Erinnerungspolitischer Eklat beim Weimarer Kunstfest

Ende August hielt der Ministerialdirektor des Kulturstaatsministers, Hermann Schäfer, eine Rede zur Eröffnung des Weimarer Kulturfestes. Die Veranstaltung stand unter dem Titel: »Gedächtnis Buchenwald«. Ehemalige Buchenwald-Häftlinge waren ebenso geladen wie ausländische Gäste.

Doch in der Rede des Professors Schäfer kam das Schicksal der KZ-Häftlinge nicht mit einem Satz vor. Stattdessen referierte Schäfer über sein Spezialthema: »Vertreibung der Deutschen«.
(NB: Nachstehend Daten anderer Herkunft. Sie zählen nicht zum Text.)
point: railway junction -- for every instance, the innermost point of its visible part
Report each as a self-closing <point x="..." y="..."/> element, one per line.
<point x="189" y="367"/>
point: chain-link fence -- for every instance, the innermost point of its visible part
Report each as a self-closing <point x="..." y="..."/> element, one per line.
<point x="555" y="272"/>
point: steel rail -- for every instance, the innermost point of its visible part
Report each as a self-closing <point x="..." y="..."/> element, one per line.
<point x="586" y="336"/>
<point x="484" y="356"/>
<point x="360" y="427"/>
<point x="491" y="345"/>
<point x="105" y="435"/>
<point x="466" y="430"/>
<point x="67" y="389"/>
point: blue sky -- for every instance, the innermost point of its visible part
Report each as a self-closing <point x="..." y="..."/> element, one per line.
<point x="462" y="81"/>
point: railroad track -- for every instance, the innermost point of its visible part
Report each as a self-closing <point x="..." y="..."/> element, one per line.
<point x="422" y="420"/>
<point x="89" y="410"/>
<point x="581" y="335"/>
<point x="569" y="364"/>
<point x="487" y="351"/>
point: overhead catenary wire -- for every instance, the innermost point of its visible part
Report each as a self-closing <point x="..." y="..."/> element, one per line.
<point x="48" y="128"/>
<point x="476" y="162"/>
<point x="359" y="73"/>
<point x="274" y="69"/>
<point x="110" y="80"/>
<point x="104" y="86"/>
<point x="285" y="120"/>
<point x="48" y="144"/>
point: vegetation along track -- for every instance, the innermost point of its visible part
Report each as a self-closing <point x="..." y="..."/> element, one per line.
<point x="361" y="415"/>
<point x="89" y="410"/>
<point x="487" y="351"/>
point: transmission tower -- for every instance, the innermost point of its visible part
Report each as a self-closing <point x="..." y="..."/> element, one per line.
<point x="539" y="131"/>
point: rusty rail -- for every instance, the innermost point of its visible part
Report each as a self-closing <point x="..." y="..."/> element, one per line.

Nur lautstarke Unmutsäußerungen aus dem Publikum konnten Schäfer zum Abbruch seiner Rede bewegen. Der Vorsitzende des internationalen Buchenwaldkomitees, Bertrand Herz, zeigte sich empört über den Vorgang. In der anschließenden, zumeist über das Feuilleton ausgetragenen Debatte, rechtfertigte sich Schäfer mit dem Argument, er habe nicht gewusst, dass sich im Publikum ehemalige KZ-Häftlinge befunden hätten. Im übrigen sei er für das Thema Buchenwald kein Spezialist.

Während Opferverbände vor einer Akzentverschiebung des erinnerungspolitischen Diskurses warnten, beklagten nicht nur Vertreter des Vertriebenenverbandes, dass es nach wie vor eine Konkurrenz der Opfer gebe. Für zusätzliche Empörung hatte die Anweisung des Bundesinnenministeriums gesorgt, auch NS-Gedenkstätten sollten zum »Tag der Heimat« offiziell flaggen. Die Anweisung war umgehend zurückgenommen worden.